Ubuntu Arts
Watch the CBS interview with Ubuntu student artists
Since 2006, Ubuntu Arts has brought together groups of young people, college students, and adult mentors to collaborate on the conceptualization, implementation, and exhibition of art-making projects that give voice to social issues of concern to youth in the Boston area. Now housed in the Youth Justice & Advocacy (YJA) program at BU Wheelock, Ubuntu Arts creates opportunities for learning and growth for YJA students, local youth, adult mentors, youth-serving organizations, and a wide community of viewers and participants.
Each Ubuntu Arts project creates a framework and a unique process by which people can work together creatively, identify issues, imagine solutions, and make and exhibit art. In this process of learning by doing, participants build relationships, competencies, and skills for themselves and their communities.
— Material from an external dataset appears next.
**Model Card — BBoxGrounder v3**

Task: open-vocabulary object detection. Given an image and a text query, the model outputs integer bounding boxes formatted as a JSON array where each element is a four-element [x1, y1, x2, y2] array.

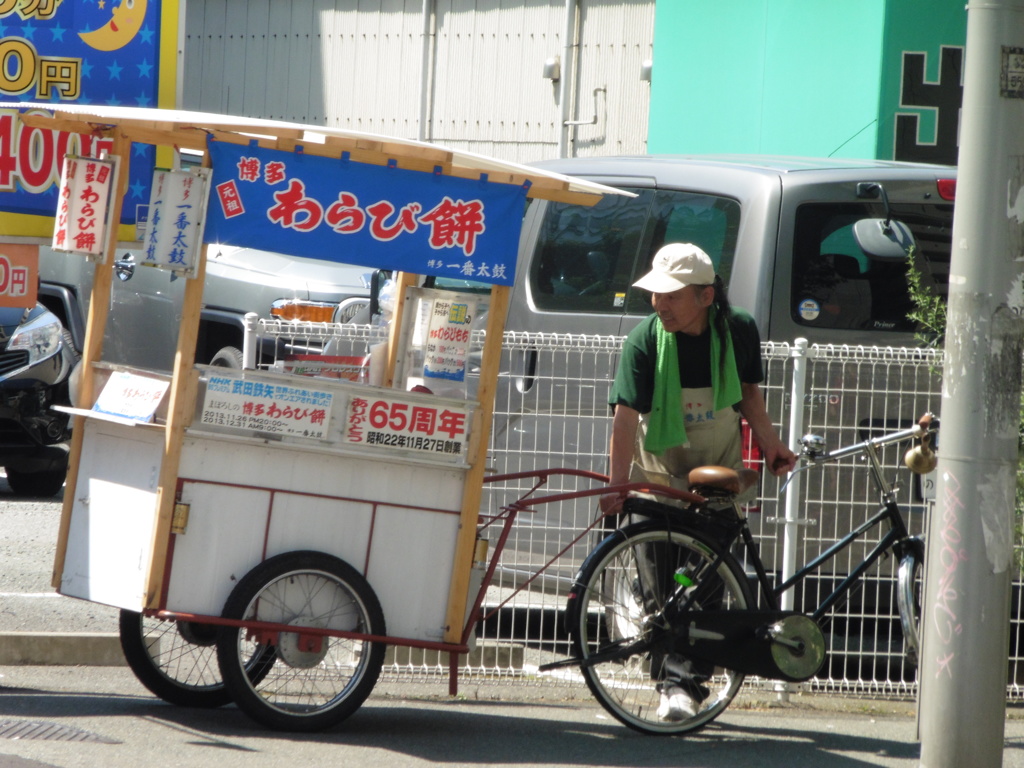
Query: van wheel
[[7, 468, 68, 499], [210, 347, 245, 371]]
We strive to empower youth to become full participants and valued decisionmakers throughout the project. Youth work together in groups at their host organizations where they work closely with college liaisons, adult mentors, and artists. Groups consider the meaning of Ubuntu by debating, discussing, negotiating, making decisions, and choosing a particular issue or message of focus for their piece. By doing so, they wrestle with issues of identity and community and ultimately consider solutions to the issues of concern.
Each group works collaboratively to choose a medium and a form for their artwork, and together they engage in the detailed process of art-making. The finished products symbolize and depict their ideas and the messages that they would like to share with viewers.
Youth and adult mentors prepare their works for exhibition, craft artist statements, and serve as ambassadors for their projects during the reception and later events where their work is showcased. Ubuntu Arts has partnered with Violence Transformed violencetransformed.com for the past 10 years.
Ubuntu Arts 2018 was pleased to work with youth groups at the following organizations: Artistic Noise, Boston; Bird Street Community Center, Dorchester; Blue Hills Club, Boys & Girls Club of Boston, Dorchester; Boston Collegiate Charter School, Dorchester; Boston International High School, Newcomers Academy; Charlestown Boys & Girls Clubs of Boston; Italian Home for Children, Jamaica Plain; Margarita Muñiz Academy, Jamaica Plain; Mattapan Teen Center, Boys & Girls Clubs of Boston; United Church of Christ, Youth Outreach, Rindge, NH; Westwood High School; William J. Ostiguy Recovery High School, Boston.